Islam Berikan Perlindungan Terbaik Bagi Anak


Meningkatnya Kasus Kekerasan Terhadap Anak

Setelah menjalani proses pemeriksaan panjang, Agus Darmawan akhirnya mengakui sebagai pelaku pembunuhan dan pemerkosaan PNF, anak perempuan berusia 9 tahun yang jasadnya ditemukan terbungkus kardus di Kalideres, Jakarta Barat, pada Jumat malam, 2 Oktober 2015. Bersamaan dengan pengakuan Agus, polisi mendapati sejumlah barang bukti baru yang dipastikan dapat menetapkan Agus sebagai tersangka pembunuhan. (vivanews.com, 10/10/2015)

Apa yang dialami PNF semakin menambah panjang kasus kekerasan yang terjadi pada anak. Tren kekerasan tersebut meningkat tajam dari tahun ke tahun. Komisi Perlindungan Anak Indonesia (KPAI) per April 2015, mencatat, terjadi 6006 kasus kekerasan anak di Indonesia. Angka ini meningkat signifikan dari tahun 2010 yang hanya 171 kasus. Sementara pada tahun 2011, tercatat sebanyak 2179 kasus, 2012 sebanyak 3512 kasus, 2013 sebanyak 4311, dan 2014 sebanyak 5066 kasus. 

Dari 6006 kasus, sebanyak 3160 kasus kekerasan terhadap anak terkait pengasuhan, 1764 kasus terkait pendidikan, 1366 kasus terkait kesehatan dan NAPZA, dan 1032 kasus disebabkan oleh cyber crime dan pornografi. (vivanews.com, 30/07/2015)


Akar Masalah

Menurut Ketua Umum Komisi Nasional Perlindungan Anak, Arist Merdeka Sirait pencetus terjadinya kekerasan terhadap anak, termasuk di dalamnya adalah kekerasan seksual, bisa berasal dari pihak korban, pelaku dan juga dari kurangnya pengawasan atau perlindungan.

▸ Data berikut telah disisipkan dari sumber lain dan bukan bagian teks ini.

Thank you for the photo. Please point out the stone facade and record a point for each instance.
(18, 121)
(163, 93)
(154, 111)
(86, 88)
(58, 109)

Dari  pihak korban misalnya, ada anak yang berpotensi menjadi korban sehingga rentan terhadap kekerasan. Seperti anak nakal, bandel, tidak bisa diam, tidak menurut, cengeng, pemalas, penakut, apalagi bila ditambah faktor ketidaktahuan orangtua dan guru sebagi pendidik. Anak ke toilet sendiri dan berpakaian seksi juga bisa mencetuskan kekerasan seksual.

Dari pihak pelaku misalnya, disebabkan oleh beberapa hal yakni meniru siaran televisi, video game, dan film. Selain itu, pernah mengalami sebagai korban kekerasan dari orang dewasa, problem seksual dalam diri atau dalam keluarga, dan pengaruh pornografi maupun miras.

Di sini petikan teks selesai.